Lymphoma

Introduction

Lymphoma is a form of cancer that afflicts the lymphatic system. The lymphatic system consists of a network of ducts and organs, which provides immunity for the body and helps in ridding it of infections and toxic substances. Organs like the spleen and lymph nodes produce fluid called lymph, and when an abnormal production of lymph occurs, it may accumulate in certain areas, hence compromising the natural defense mechanism of the body. This can lead to lymphoma.

Lymphoma can be present both in humans and animals. Lymphoma is a type of cancer that originates in the lymphocytes (a type of white blood cells in the vertebrate immune system).

Lymphoma is a complex disease. Just as the cancer represents many different diseases, lymphoma also represents many different diseases or a combination of diseases. As stated earlier, lymphoma is a disease that causes damage to the cells, which have a role to play in the immune system of the body, and especially affects cells involved in the lymphatic system of the body. As in all other types of cancer these cells are affected according to the stage of the cancer and hence the condition of the patient will be dependent on the stage of the cancer affecting the cells.

Lymphoma Causes

How many people are diagnosed with this disease per year? As of 2007, there are about 71,000 new cases of lymphoma in the United States alone. Every year, an estimated 19,000 deaths are related to lymphoma. The most common cause of death for this condition is non-Hodgkin lymphoma, followed by Hodgkin lymphoma. These two conditions can be differentiated via microscopic observation of lymph cells.
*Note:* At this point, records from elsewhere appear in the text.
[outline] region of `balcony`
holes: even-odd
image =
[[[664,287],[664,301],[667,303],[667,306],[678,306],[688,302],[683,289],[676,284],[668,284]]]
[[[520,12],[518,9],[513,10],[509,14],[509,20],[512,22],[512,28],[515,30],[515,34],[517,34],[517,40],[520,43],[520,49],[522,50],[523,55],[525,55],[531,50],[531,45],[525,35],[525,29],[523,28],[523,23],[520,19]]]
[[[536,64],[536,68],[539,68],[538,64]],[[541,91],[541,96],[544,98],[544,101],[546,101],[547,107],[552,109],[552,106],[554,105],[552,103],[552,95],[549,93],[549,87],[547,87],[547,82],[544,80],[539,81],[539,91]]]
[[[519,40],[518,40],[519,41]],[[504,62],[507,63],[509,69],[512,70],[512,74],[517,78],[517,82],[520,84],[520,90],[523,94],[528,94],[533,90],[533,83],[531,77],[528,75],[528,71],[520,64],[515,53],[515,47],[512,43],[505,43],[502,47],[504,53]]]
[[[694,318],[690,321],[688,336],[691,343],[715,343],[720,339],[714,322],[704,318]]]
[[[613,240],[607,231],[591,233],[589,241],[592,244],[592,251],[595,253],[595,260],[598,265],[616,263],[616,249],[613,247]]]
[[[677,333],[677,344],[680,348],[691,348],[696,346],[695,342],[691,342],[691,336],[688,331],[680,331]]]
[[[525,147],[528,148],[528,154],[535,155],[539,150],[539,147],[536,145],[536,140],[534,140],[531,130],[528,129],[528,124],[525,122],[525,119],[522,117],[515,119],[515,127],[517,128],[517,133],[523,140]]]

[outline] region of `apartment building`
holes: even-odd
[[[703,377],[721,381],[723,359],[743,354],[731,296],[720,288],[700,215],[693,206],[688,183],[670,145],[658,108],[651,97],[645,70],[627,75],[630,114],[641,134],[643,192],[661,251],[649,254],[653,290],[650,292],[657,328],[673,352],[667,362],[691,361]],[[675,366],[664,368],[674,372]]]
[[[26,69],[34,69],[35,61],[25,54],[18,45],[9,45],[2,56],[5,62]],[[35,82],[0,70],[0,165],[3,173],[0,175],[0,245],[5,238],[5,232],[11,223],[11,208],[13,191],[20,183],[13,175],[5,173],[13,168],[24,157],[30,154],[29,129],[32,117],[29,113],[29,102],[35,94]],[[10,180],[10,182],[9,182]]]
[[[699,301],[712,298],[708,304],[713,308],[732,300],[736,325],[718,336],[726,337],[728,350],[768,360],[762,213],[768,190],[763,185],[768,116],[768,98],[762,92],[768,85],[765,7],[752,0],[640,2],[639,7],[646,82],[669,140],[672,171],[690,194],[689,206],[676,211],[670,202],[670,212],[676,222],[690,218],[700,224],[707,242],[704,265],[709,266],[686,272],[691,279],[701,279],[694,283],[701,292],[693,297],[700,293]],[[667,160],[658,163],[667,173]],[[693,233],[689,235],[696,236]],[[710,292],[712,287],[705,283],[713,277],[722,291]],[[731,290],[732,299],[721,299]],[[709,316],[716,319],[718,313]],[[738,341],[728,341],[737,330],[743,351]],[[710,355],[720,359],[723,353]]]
The exact and perfect causes of the lymphoma are unknown and the affects that are caused by the factors proposed are still vague. Some factors however, have been thought to be behind the development of the lymphoma and it is said that the presence of these factors may lead to the increased risk of developing lymphoma. It is still unclear what role they play in the actual development of lymphoma. These factors may include the following:

• Age
• Infections; getting infected with different viruses, for instance, HIV etc. may cause the development of lymphoma
• Medical conditions that compromise the immune system
• Exposure to toxic chemicals
• Genetic: family history of lymphoma

There are persons who are more susceptible to lymphoma than others. Data from the American Cancer Association explains that persons who are candidates for organ transplants are possible victims of lymphoma. Because they take immune suppressants to avoid organ rejection, this affects the lymphatic system. Lymphoma can also be caused by viral agents, as well as determined to be hereditary. Occupational hazards like chemical exposure, solvents, pesticides, herbicides, benzene, are also contributive to the condition. People with other existing autoimmune diseases, such as HIV are at risk for lymphoma as well.

Lymphoma Symptoms

The symptoms of lymphoma may vary from patient to patient. But they will show up in the form of painless swelling on the lymph nodes, such as in the neck (tonsils), under an arm or in the groin. As discussed before lymphoma is a disease which affects the cells in the lymph and thus starts dwelling in the lymph. Since it is a disease of the immune system, as person becomes infected or sick more easily than usual. Often, recovery time is too long. Symptoms of lymphoma may include the following:

• Fevers
• Chills
• Unexplained weight loss
• Night sweats
• Lack of energy
• Itching

These symptoms are nonspecific which means that these can be caused by any number of conditions, other than the cancer. This is a big hindrance in the detection of lymphoma because without any specific symptoms it is not easy to understand the root of the problem because all of the above-discussed things can be caused by many other reasons, which may not be life threatening at all.

Lymphoma Treatment

If any of the above symptoms are recurrent in a patient, he or she should be brought to an oncologist for examination. Treatment of lymphoma depends on the position of the infection and the stage of the disease. Other factors such as the age and prior treatment of lymphoma are also included in the decision making process for the treatment of the lymphoma. The common treatments used to battle lymphoma are similar to that of other forms of cancer. Radiation, chemotherapy, and biological therapy help increase the survival rates of patients with lymphoma and other cancer types. Drugs like Campath and Rituxan have been known to be effective. Sometimes, radiation therapy is coupled with chemotherapy for better results. Some side effects of chemotherapy have been known to occur in many patients. The rate of survival of patients with lymphoma varies depending on when it is detected, and when treatments are first administered. If lymphoma is diagnosed and treated promptly and efficiently then it is more likely to be cured.